Curators say Vatican must give access to Indigenous artifacts
Global News
Indigenous delegates are to tour the Anima Mundi Ethnological Museum, which contains an unknown number of Indigenous artifacts, in the last week of March.
Gerald McMaster has always wondered what mysteries and cultural objects are kept within the Vatican’s collection of Indigenous artifacts.
The renowned First Nations curator and artist says the artifacts are important to how Indigenous people see themselves and the world around them. Yet, he says, not many have ever laid their eyes on what’s in the vaults.
“What is being hidden? Why is it being hidden?” McMaster pondered in a recent interview with The Canadian Press.

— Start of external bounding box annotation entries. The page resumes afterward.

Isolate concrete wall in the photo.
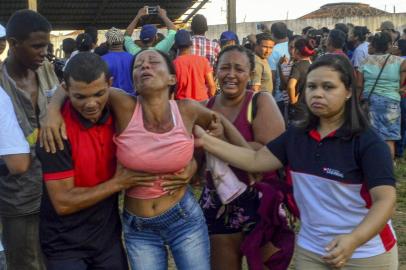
[207,13,406,39]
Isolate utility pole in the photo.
[27,0,38,11]
[227,0,237,33]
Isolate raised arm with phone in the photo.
[124,6,176,55]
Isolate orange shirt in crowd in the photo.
[173,54,213,101]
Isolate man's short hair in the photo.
[328,29,346,49]
[190,14,209,35]
[6,9,52,41]
[255,32,274,45]
[62,38,77,54]
[63,52,110,87]
[302,26,313,35]
[84,26,98,44]
[334,23,349,35]
[271,22,288,39]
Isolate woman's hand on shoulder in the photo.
[252,92,285,145]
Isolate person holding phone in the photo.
[124,6,176,55]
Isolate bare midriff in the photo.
[124,186,187,218]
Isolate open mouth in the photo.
[223,82,238,87]
[141,73,152,80]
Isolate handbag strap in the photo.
[368,54,391,102]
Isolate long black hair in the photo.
[299,54,369,136]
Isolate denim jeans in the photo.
[396,97,406,157]
[123,190,210,270]
[1,214,46,270]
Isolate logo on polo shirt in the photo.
[323,168,344,178]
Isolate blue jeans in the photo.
[123,190,210,270]
[396,97,406,157]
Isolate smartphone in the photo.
[146,6,158,15]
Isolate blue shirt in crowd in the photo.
[102,52,134,95]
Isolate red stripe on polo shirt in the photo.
[285,166,300,219]
[309,129,337,142]
[43,170,75,181]
[379,224,396,251]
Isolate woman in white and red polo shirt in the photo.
[195,55,398,270]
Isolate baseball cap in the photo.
[220,31,240,44]
[140,24,158,42]
[105,27,124,45]
[175,29,193,47]
[0,24,6,38]
[377,21,395,31]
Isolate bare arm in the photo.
[205,72,216,97]
[277,55,289,90]
[39,86,135,153]
[194,126,282,173]
[1,154,31,174]
[400,61,406,95]
[188,100,250,148]
[288,78,299,104]
[324,186,396,267]
[125,6,147,37]
[251,84,261,92]
[355,70,364,99]
[158,6,176,31]
[46,168,156,215]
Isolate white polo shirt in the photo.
[0,87,30,251]
[0,87,30,156]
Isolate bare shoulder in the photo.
[256,91,276,106]
[176,98,202,114]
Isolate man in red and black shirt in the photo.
[37,53,153,270]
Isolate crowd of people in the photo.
[0,6,406,270]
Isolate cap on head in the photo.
[220,31,240,44]
[140,24,158,43]
[377,21,395,31]
[0,24,6,38]
[105,27,124,45]
[190,14,209,35]
[175,29,193,47]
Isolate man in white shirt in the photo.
[0,87,30,269]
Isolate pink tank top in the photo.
[114,100,194,199]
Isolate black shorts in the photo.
[46,239,129,270]
[199,186,260,234]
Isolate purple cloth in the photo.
[241,182,295,270]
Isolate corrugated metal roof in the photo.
[300,3,389,19]
[0,0,198,30]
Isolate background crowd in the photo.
[0,4,406,270]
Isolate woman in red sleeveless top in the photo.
[200,46,285,270]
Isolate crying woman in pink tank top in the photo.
[106,50,248,269]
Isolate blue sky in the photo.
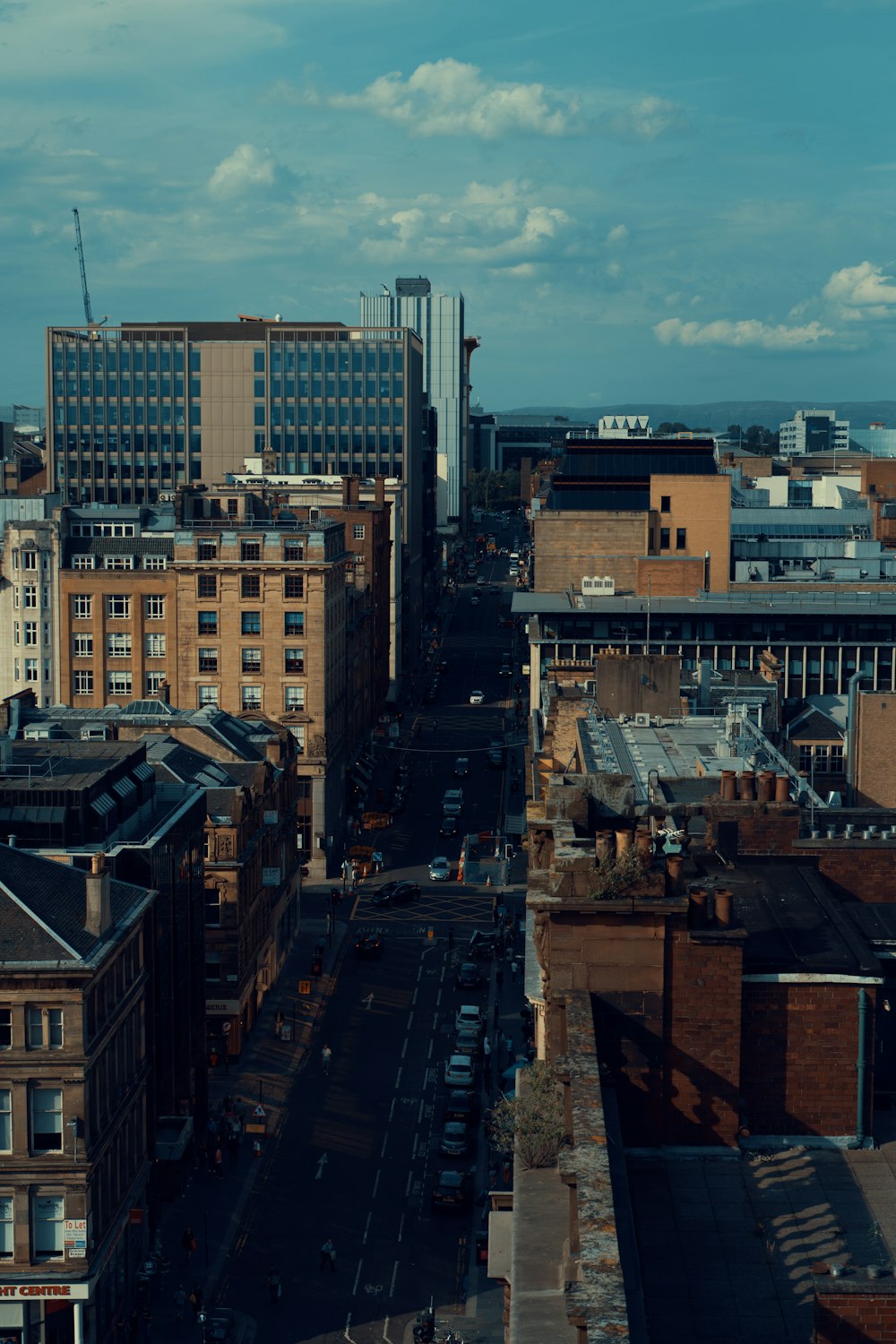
[0,0,896,410]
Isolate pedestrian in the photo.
[267,1265,283,1305]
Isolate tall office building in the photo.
[361,276,468,527]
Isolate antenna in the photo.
[71,210,92,327]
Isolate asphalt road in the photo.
[223,530,522,1344]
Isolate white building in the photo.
[780,410,849,457]
[361,276,468,527]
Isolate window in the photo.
[106,632,130,659]
[30,1193,65,1260]
[25,1007,62,1050]
[30,1088,62,1153]
[205,887,220,929]
[283,685,305,710]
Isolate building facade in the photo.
[361,276,469,527]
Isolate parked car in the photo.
[444,1055,476,1088]
[454,961,484,989]
[454,1004,485,1035]
[430,1172,471,1214]
[369,882,420,906]
[439,1120,470,1158]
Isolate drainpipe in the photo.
[855,989,868,1148]
[847,672,866,808]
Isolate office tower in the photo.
[361,276,468,527]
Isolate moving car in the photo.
[369,882,420,906]
[454,1004,485,1035]
[430,1172,470,1214]
[439,1120,470,1158]
[444,1055,476,1089]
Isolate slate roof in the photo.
[0,846,146,967]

“Why (do) Indigenous people remain shut out whereas the vault will be open to other curators that are non-Indigenous, other European curators.”
Indigenous delegates are to meet with Pope Francis at the Vatican the last week in March. The visit is to include a tour of the Anima Mundi Ethnological Museum, which contains an unknown number of Indigenous artifacts.
The Catholic Church has said the delegation’s purpose is to discuss reconciliation and healing, but Indigenous artists and curators say that cannot be achieved if important Indigenous objects remain unseen.
McMaster, who is from the Siksika Nation in Alberta, has been unsuccessful in attempts to see the full collection, despite being a top expert in the field.
He is a 2022 winner of the Governor General’s Awards in visual and media arts, a research chair in Indigenous curatorial practice and director of the Centre for Indigenous Visual Knowledge at the Ontario College of Art and Design in Toronto.